La particolarità è che la banconota non venne emessa dalla Banca d’Italia e nacque come valuta sostitutiva della moneta d’argento ormai ritenuta troppo costosa da produrre.
Un pezzo “comune” delle 500 lire Aretusa ha valutazioni prossime a 300 euro. Un esemplare della serie sostitutiva B6 è valutato più di 600 euro.
Quanto valgono le 1.000 lire Montessori
Le 1.000 lire raffiguranti Maria Montessori sono probabilmente le più famose in assoluto. E a seconda del numero di serie e della rarità possono rivelarsi ottimi pezzi da collezione.
Quelle della prima produzione, ad esempio, caratterizzate dal numero di serie che inizia per AA e termina per A, possono valere fino a 35 euro.
Valgono molto di più quelle con seriali particolari come numeri tutti uguali o con sequenze di numeri.
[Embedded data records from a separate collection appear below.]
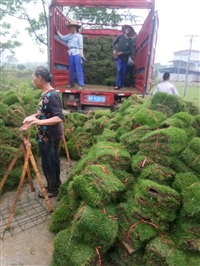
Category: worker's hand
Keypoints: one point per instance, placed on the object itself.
(55, 29)
(36, 121)
(28, 119)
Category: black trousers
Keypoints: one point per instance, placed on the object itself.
(130, 72)
(51, 164)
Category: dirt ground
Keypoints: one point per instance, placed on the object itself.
(33, 246)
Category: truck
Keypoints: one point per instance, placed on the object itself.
(95, 96)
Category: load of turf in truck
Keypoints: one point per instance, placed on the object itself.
(133, 197)
(99, 67)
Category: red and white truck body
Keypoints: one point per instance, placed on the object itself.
(95, 96)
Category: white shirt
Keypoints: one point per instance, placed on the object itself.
(74, 42)
(167, 87)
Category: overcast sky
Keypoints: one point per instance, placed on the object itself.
(177, 18)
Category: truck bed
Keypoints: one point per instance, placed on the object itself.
(100, 88)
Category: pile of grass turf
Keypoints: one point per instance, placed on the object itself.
(167, 104)
(158, 173)
(132, 139)
(184, 180)
(135, 191)
(181, 120)
(107, 135)
(100, 66)
(113, 153)
(69, 251)
(133, 232)
(170, 141)
(191, 155)
(191, 199)
(196, 124)
(153, 199)
(163, 252)
(186, 234)
(97, 185)
(65, 211)
(96, 227)
(147, 117)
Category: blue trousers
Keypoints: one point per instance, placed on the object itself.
(75, 65)
(50, 164)
(121, 72)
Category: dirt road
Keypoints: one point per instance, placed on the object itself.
(33, 246)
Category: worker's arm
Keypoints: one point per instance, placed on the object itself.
(81, 44)
(174, 91)
(30, 118)
(114, 43)
(47, 122)
(130, 51)
(62, 37)
(156, 90)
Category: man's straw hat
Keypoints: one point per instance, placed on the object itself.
(132, 31)
(73, 23)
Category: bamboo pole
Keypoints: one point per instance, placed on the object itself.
(66, 150)
(12, 212)
(73, 136)
(28, 170)
(28, 148)
(11, 165)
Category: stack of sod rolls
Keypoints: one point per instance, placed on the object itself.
(133, 198)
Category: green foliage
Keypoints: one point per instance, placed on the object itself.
(95, 227)
(72, 251)
(97, 185)
(184, 180)
(191, 155)
(166, 103)
(170, 141)
(191, 198)
(159, 253)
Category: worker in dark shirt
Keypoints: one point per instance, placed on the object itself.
(48, 120)
(122, 48)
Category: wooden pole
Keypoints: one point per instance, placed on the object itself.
(73, 136)
(28, 148)
(66, 150)
(12, 212)
(11, 165)
(28, 170)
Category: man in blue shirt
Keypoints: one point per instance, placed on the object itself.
(74, 42)
(122, 48)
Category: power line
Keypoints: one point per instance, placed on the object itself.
(188, 62)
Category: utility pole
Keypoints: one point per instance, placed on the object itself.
(188, 63)
(179, 65)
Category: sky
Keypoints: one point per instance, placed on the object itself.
(177, 19)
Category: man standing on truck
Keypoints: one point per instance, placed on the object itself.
(122, 49)
(75, 44)
(166, 86)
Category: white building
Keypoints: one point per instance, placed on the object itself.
(178, 66)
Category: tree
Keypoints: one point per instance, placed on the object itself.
(37, 24)
(7, 45)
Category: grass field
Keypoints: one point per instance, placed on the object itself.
(192, 92)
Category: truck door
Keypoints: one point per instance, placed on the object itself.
(58, 51)
(145, 52)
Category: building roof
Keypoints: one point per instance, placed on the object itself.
(183, 51)
(168, 69)
(191, 61)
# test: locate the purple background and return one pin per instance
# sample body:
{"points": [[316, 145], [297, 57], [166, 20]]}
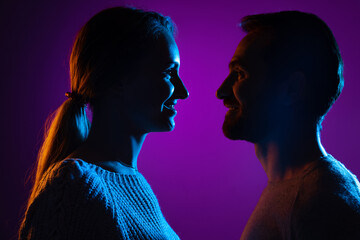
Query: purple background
{"points": [[207, 185]]}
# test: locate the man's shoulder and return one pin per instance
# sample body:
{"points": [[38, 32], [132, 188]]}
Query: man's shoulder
{"points": [[328, 203]]}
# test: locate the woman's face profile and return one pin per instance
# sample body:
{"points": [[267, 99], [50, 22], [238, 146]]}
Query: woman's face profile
{"points": [[155, 87]]}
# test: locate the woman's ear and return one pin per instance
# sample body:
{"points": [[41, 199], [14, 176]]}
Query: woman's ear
{"points": [[292, 90]]}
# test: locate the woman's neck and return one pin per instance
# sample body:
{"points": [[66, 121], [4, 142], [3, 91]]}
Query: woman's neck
{"points": [[111, 144]]}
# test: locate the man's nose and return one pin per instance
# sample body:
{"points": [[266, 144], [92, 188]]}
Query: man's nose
{"points": [[225, 90]]}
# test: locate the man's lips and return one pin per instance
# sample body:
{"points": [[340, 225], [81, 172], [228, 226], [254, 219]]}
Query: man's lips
{"points": [[170, 104], [231, 105]]}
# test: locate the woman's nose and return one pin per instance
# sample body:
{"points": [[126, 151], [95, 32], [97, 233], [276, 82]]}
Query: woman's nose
{"points": [[180, 90]]}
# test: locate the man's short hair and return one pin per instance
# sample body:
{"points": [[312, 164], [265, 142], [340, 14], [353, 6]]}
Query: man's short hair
{"points": [[303, 42]]}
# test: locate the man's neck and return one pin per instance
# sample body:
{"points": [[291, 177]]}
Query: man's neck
{"points": [[288, 156]]}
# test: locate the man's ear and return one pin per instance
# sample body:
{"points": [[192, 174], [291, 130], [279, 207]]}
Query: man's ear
{"points": [[293, 88]]}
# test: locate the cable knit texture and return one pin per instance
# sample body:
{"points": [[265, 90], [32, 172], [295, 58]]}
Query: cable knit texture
{"points": [[79, 200]]}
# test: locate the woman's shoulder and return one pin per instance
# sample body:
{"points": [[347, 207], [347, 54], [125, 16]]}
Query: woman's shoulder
{"points": [[73, 174]]}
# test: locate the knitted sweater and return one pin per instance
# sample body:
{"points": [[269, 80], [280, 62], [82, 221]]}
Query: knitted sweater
{"points": [[79, 200], [323, 204]]}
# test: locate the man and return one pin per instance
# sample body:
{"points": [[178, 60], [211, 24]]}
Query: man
{"points": [[284, 77]]}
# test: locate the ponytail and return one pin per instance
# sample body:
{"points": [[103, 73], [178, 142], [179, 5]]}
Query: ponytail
{"points": [[65, 130]]}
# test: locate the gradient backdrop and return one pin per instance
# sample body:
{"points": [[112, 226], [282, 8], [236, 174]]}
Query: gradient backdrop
{"points": [[207, 185]]}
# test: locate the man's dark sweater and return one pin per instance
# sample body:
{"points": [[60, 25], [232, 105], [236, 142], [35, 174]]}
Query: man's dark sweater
{"points": [[323, 203]]}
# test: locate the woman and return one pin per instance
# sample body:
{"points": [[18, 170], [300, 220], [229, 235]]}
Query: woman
{"points": [[124, 64]]}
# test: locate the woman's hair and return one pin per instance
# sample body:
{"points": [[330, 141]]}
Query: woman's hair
{"points": [[105, 48]]}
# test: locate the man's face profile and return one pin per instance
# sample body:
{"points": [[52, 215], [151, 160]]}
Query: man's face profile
{"points": [[246, 91]]}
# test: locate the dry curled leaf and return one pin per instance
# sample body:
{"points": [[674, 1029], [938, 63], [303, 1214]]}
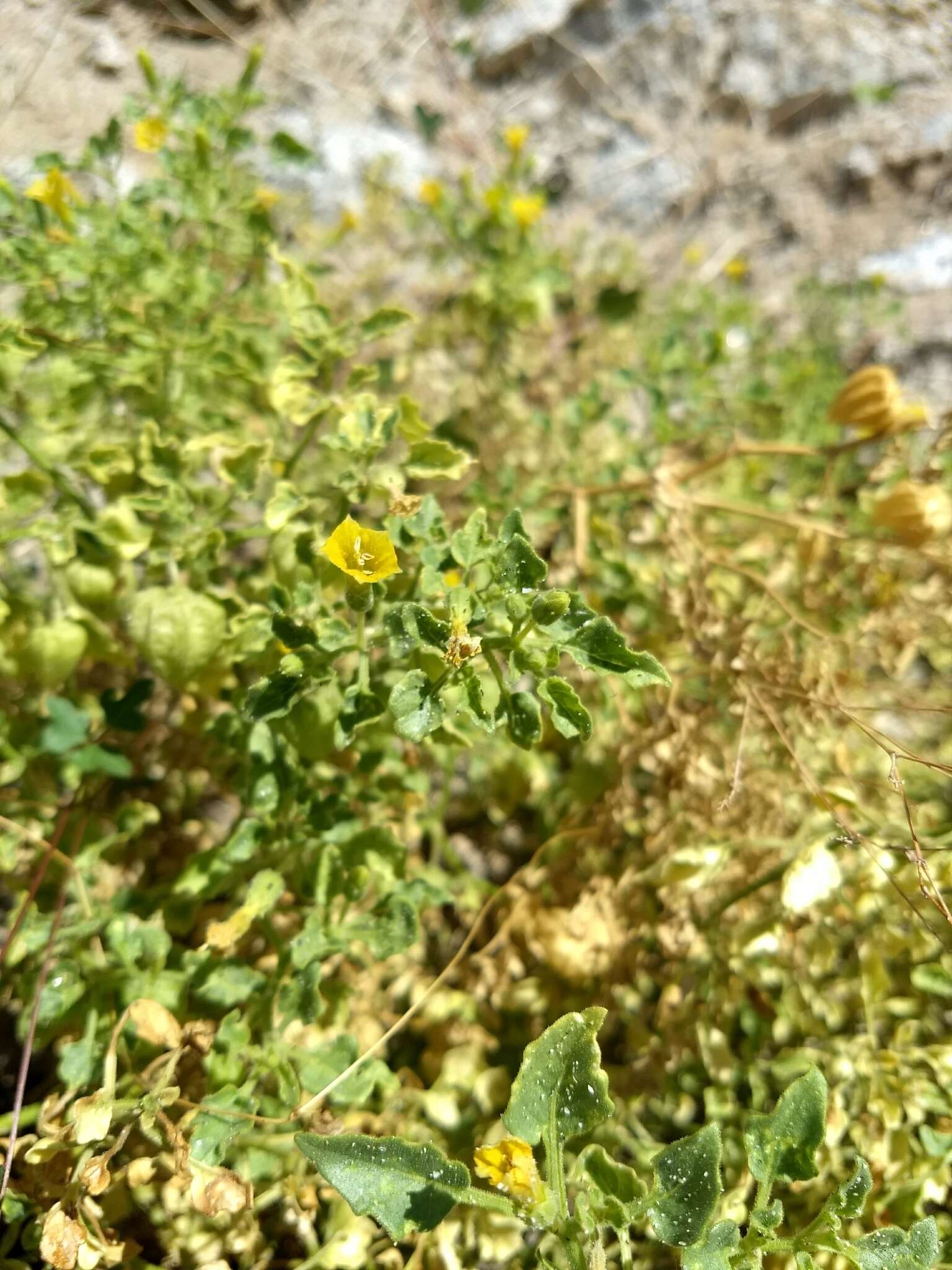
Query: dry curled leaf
{"points": [[155, 1024], [61, 1240]]}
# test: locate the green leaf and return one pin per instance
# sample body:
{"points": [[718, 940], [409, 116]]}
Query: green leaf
{"points": [[436, 460], [229, 985], [619, 1192], [932, 978], [614, 304], [524, 719], [569, 716], [284, 146], [275, 696], [715, 1251], [98, 758], [562, 1080], [403, 1185], [125, 713], [475, 706], [382, 322], [358, 710], [211, 1134], [68, 727], [518, 568], [469, 545], [687, 1186], [782, 1145], [891, 1249], [598, 646], [850, 1198], [416, 710]]}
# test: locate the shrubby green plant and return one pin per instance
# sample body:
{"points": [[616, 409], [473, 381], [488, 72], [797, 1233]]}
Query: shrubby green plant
{"points": [[324, 615]]}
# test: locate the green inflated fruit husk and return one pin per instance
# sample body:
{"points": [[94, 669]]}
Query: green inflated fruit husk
{"points": [[51, 653], [177, 630]]}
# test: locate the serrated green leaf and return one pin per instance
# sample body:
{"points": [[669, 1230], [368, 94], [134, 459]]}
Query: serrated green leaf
{"points": [[783, 1143], [562, 1077], [518, 568], [891, 1249], [415, 708], [687, 1186], [66, 729], [524, 719], [715, 1251], [403, 1185], [433, 459], [569, 716], [599, 646]]}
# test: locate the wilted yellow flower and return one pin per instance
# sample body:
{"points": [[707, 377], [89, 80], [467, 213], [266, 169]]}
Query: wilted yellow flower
{"points": [[516, 138], [736, 270], [150, 134], [871, 401], [266, 197], [56, 192], [914, 512], [431, 192], [511, 1166], [364, 556], [694, 253], [493, 198], [527, 208]]}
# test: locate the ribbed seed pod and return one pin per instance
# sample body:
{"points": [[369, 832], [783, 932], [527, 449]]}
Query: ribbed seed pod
{"points": [[915, 513]]}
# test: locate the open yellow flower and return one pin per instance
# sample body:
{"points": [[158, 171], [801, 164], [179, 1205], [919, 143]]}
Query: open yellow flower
{"points": [[527, 208], [871, 402], [431, 192], [150, 135], [516, 138], [56, 192], [364, 556], [511, 1168]]}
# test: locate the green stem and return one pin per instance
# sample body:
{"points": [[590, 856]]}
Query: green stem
{"points": [[306, 437], [555, 1168], [488, 1199], [56, 477]]}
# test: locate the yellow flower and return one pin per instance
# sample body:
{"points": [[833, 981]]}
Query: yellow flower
{"points": [[871, 401], [56, 192], [493, 198], [432, 192], [736, 270], [150, 135], [511, 1166], [915, 513], [527, 208], [694, 253], [266, 197], [364, 556], [516, 138]]}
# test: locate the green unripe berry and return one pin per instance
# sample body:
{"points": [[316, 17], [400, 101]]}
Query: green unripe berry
{"points": [[516, 607], [177, 630], [550, 606], [52, 653]]}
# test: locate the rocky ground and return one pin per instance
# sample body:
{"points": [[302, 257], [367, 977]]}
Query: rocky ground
{"points": [[808, 136]]}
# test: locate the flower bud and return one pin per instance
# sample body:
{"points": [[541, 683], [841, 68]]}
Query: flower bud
{"points": [[52, 653], [867, 401], [177, 630], [915, 513], [90, 584], [359, 600], [516, 607], [550, 606]]}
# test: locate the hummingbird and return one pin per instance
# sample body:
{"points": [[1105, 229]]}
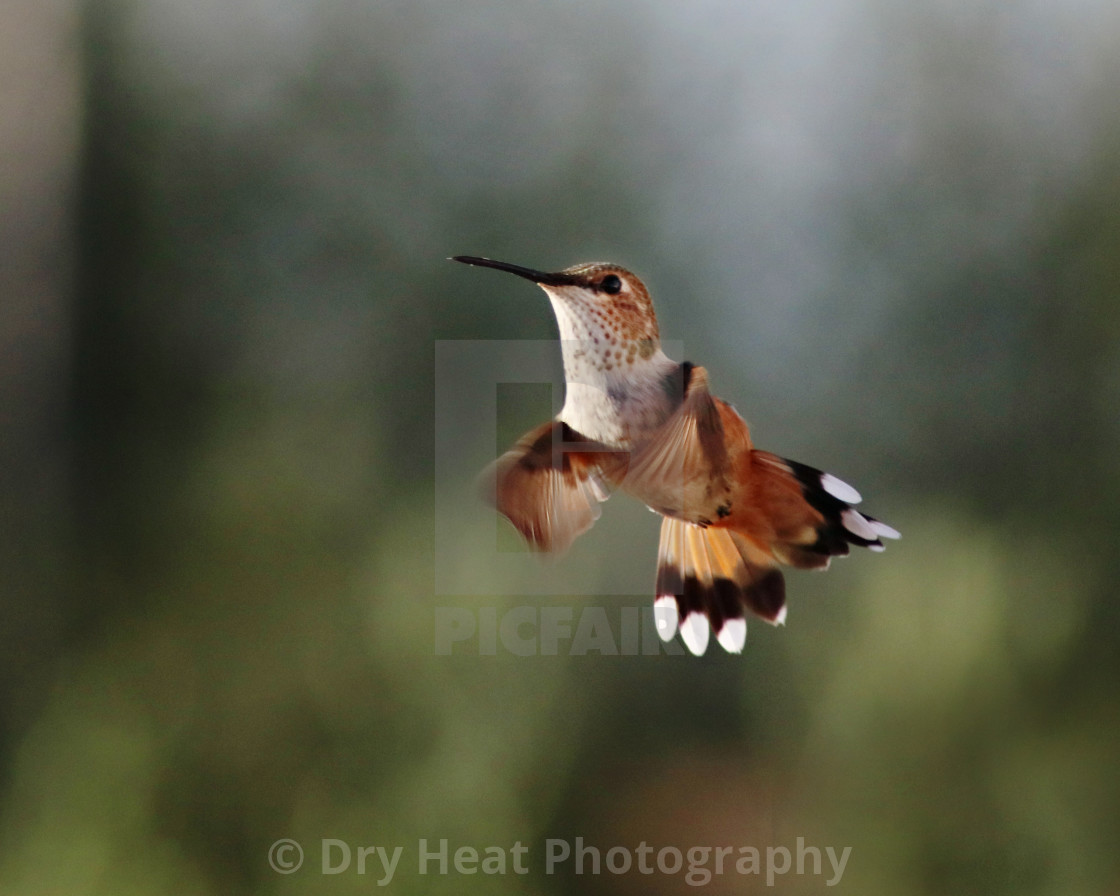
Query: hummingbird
{"points": [[637, 421]]}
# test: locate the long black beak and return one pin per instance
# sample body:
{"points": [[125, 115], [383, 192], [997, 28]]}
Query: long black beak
{"points": [[558, 279]]}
In questo caso si parla di quotazioni prossime ai 100 euro.
Le più ambite in assoluto sono però quelle delle serie sostitutive, stampate per sostituire banconote difettose. In giro ce ne sono pochissime e sono riconoscibili dalla lettera X. In condizioni “Fior di stampa” valgono fino a 200 euro.
Le altre banconote da 1.000 lire che possono farci guadagnare un piccolo tesoro
Rimanendo in ambito 1.000 lire ci sono altri due pezzi molto ricercati: le “Montessori” firmata Fabio/Speziali e le banconote del 1970 Roma Capitale. Le prime raggiungono i 220 euro. Le seconde, stampate in appena 2.500 pezzi, possono farci guadagnare quasi 1.000 euro se in perfette condizioni.
Le 10.000 lire più ambite dai collezionisti
Le banconote da 10.000 lire della serie «Michelangelo» sono state prodotte dalla Banca d’Italia tra il 1962 e il 1977 e ancora oggi tra le più ricercate. Gli esemplari con numero di serie che inizia con A1 valgono circa 200 euro l’uno. Quelli con serie W fino a 100 euro.
Tra il 1984 e il 1998, invece, entrarono in produzione le 10.000 lire dedicate ad Alessandro Volta e anche tra di esse si nascondono pezzi di enorme valore. Le più rare in assoluto sono quelle della serie XA: ne esistono appena 600mila esemplari e possono valere anche più di 1.000 euro.